Its key principle is heterarchic (or, to offer another term, “panarchic”) collaboration among members who may be dispersed among multiple, often small organizations, or parts of organizations. Network designs have existed throughout history, but multiorganizational designs are now able to gain strength and mature because the new communications technologies let small, scattered, autonomous groups to consult, coordinate, and act jointly across greater distances and across more issue areas than ever before.

Tribes, Institutions, Markets and Networks - David Ronfeldt (1996)

DAOs of the future will benefit from the best of both worlds. Strong, unified hierarchies to achieve convergent outcomes in a local context, exploring many divergent directions while cooperating with one another to improve the state of the whole.

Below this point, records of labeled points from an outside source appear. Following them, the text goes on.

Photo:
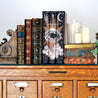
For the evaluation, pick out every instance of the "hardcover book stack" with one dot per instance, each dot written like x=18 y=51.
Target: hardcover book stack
x=41 y=41
x=20 y=44
x=28 y=41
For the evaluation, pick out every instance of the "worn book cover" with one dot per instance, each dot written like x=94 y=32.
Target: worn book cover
x=53 y=33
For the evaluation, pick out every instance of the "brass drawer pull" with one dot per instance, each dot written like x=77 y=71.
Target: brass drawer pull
x=57 y=71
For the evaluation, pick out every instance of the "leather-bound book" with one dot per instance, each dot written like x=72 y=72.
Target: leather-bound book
x=28 y=41
x=20 y=44
x=60 y=37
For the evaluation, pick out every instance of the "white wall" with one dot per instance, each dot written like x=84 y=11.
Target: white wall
x=13 y=12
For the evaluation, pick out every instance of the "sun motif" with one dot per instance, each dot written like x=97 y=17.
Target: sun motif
x=52 y=36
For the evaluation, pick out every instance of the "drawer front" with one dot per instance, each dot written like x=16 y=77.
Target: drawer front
x=87 y=89
x=57 y=89
x=21 y=89
x=47 y=72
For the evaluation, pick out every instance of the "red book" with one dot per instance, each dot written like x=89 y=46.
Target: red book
x=28 y=41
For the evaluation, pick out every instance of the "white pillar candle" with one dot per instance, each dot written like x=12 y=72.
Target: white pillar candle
x=77 y=34
x=86 y=35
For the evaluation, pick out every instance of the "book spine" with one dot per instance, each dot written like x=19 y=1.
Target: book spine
x=52 y=37
x=45 y=39
x=28 y=41
x=20 y=44
x=36 y=41
x=60 y=37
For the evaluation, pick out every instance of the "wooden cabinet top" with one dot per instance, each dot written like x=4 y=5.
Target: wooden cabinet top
x=48 y=66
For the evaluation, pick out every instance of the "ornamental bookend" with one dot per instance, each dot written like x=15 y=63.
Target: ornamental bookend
x=8 y=49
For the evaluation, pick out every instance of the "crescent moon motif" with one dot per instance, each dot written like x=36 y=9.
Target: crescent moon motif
x=58 y=17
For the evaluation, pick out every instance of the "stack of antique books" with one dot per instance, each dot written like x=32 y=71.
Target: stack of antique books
x=41 y=41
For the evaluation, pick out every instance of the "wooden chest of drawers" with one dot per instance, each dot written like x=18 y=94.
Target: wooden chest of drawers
x=49 y=81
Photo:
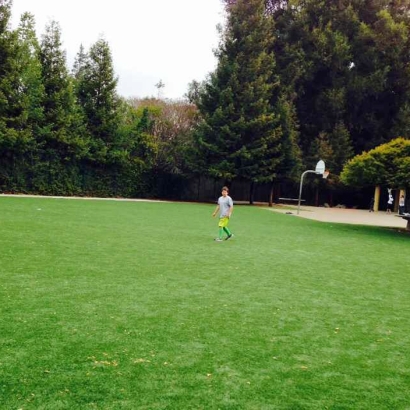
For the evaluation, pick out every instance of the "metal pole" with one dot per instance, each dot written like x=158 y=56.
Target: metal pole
x=300 y=188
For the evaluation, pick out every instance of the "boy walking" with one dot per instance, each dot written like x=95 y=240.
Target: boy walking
x=225 y=208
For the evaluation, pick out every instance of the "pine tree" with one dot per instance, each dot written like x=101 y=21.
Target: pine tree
x=240 y=135
x=16 y=139
x=96 y=93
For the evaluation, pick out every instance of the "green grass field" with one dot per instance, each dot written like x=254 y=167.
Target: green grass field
x=132 y=305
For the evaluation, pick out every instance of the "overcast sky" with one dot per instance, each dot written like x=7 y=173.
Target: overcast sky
x=150 y=40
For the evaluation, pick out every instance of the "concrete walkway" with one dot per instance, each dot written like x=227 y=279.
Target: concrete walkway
x=347 y=216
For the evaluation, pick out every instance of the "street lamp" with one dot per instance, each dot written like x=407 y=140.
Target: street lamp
x=319 y=170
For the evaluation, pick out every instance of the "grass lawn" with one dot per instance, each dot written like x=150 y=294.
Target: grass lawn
x=132 y=305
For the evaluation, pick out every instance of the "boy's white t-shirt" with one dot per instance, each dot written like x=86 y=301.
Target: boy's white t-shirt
x=225 y=203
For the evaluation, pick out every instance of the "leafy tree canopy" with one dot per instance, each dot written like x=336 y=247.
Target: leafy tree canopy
x=387 y=164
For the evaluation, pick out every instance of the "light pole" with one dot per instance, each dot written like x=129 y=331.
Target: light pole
x=319 y=170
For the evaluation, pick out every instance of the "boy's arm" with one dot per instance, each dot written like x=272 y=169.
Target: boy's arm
x=230 y=208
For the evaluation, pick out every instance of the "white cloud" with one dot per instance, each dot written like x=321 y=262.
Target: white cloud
x=171 y=40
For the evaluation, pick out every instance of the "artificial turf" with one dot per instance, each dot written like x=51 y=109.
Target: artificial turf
x=132 y=305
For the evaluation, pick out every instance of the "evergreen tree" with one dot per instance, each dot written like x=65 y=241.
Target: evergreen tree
x=30 y=75
x=240 y=134
x=96 y=91
x=345 y=62
x=16 y=139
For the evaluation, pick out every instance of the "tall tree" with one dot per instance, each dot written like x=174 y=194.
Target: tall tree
x=62 y=133
x=240 y=134
x=96 y=90
x=346 y=64
x=16 y=139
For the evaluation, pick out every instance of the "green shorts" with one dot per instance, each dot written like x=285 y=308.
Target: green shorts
x=223 y=222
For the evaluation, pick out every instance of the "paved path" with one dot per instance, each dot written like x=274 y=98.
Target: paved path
x=348 y=216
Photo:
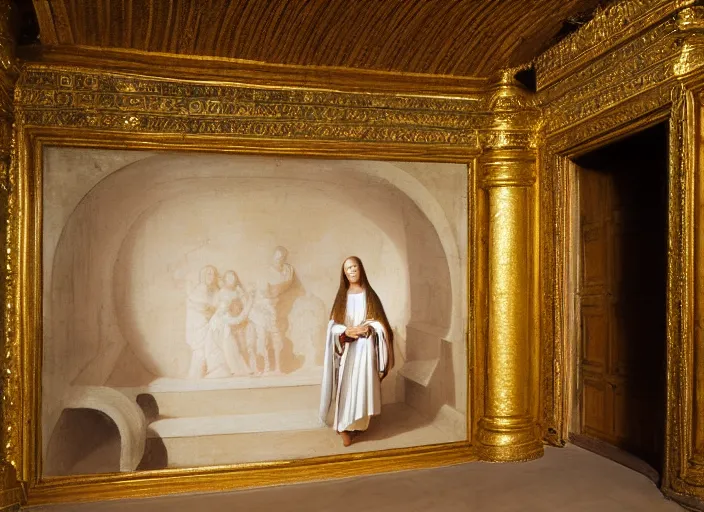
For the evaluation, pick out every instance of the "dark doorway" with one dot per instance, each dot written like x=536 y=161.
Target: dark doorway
x=622 y=191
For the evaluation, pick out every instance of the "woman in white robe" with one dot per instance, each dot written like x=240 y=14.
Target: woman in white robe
x=225 y=340
x=200 y=306
x=358 y=354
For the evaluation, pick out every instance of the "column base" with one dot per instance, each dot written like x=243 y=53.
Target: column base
x=508 y=439
x=10 y=490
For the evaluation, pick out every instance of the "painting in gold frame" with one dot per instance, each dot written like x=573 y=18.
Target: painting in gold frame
x=254 y=472
x=187 y=299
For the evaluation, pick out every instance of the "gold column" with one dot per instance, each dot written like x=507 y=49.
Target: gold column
x=507 y=428
x=10 y=491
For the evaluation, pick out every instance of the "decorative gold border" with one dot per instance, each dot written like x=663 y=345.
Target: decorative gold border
x=87 y=108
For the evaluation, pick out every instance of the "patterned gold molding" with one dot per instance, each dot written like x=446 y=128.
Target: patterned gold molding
x=71 y=106
x=111 y=101
x=10 y=492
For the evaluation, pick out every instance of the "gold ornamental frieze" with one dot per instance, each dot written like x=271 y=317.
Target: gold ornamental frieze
x=610 y=27
x=123 y=103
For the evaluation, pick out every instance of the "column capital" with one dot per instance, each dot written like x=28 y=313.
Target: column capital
x=508 y=168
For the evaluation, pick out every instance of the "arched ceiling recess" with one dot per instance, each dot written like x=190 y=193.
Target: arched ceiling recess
x=462 y=38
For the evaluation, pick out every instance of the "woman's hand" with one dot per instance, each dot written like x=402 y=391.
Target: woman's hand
x=351 y=332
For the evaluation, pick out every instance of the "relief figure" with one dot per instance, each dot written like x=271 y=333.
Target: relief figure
x=264 y=315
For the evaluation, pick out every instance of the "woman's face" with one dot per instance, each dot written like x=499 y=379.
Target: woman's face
x=209 y=276
x=352 y=270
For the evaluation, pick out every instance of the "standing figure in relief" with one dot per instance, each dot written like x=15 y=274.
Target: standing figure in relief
x=200 y=306
x=358 y=354
x=264 y=313
x=225 y=340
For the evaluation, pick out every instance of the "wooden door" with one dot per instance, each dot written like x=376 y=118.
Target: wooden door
x=622 y=305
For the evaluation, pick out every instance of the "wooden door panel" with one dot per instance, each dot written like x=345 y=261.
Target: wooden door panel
x=594 y=333
x=594 y=258
x=622 y=304
x=594 y=406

DAOs enable many weakly-aligned teams to cooperatively explore a search space

Vehicles for exploration

Let’s return to our search for a Monet. We know it’s out there somewhere, we just need to find it.

San Giorgio Maggiore at Dusk, 1908 by Claude Monet

As we identified, objectives aren’t much use when we don’t know the nature of the territory. Instead, we should collect stepping stones that lead in interesting directions, without knowing exactly where we’ll end up.

Companies help us hop between single stepping stones by using a hierarchy to pursue a singular vision. However, they rarely move beyond this because this same mechanism prevents the exploration of the wider search space.

The magic of DAOs is to embrace complexity by enabling many cooperating teams to collect divergent stepping stones. Those stepping stones can be shared, reused and combined in new contexts, leading in new directions.

DAOs are a generating system for discovery, with people and information as its parts.

A generating system… is a kit of parts, with rules about the way these parts may be combined. Almost every ‘system as a whole’ is generated by a ‘generating system’. If we wish to make things which function as ‘wholes’ we shall have to invent generating systems to create them.

Systems Generating Systems - Christopher Alexander (1968)

As such, DAOs are a mechanism for open-ended evolution. Or rather, evolved open-endedness: a way to not only generate solutions to directions, but to progressively generate entirely new directions.

…instead of thinking of the open-endedness as existing conditions or properties of the evolutionary system, we consider them as the outcome of evolution itself.

Evolved open-endedness, not open-ended evolution - Pattee & Sayama (2019)

And so we arrive at the crux of the argument. DAOs are novelty search engines which can more efficiently explore a search space by enabling many cooperating teams to collect and integrate stepping stones.

This capability suggests a unique and interesting role in the future of innovation. Where we end up is unpredictable, but predictably interesting.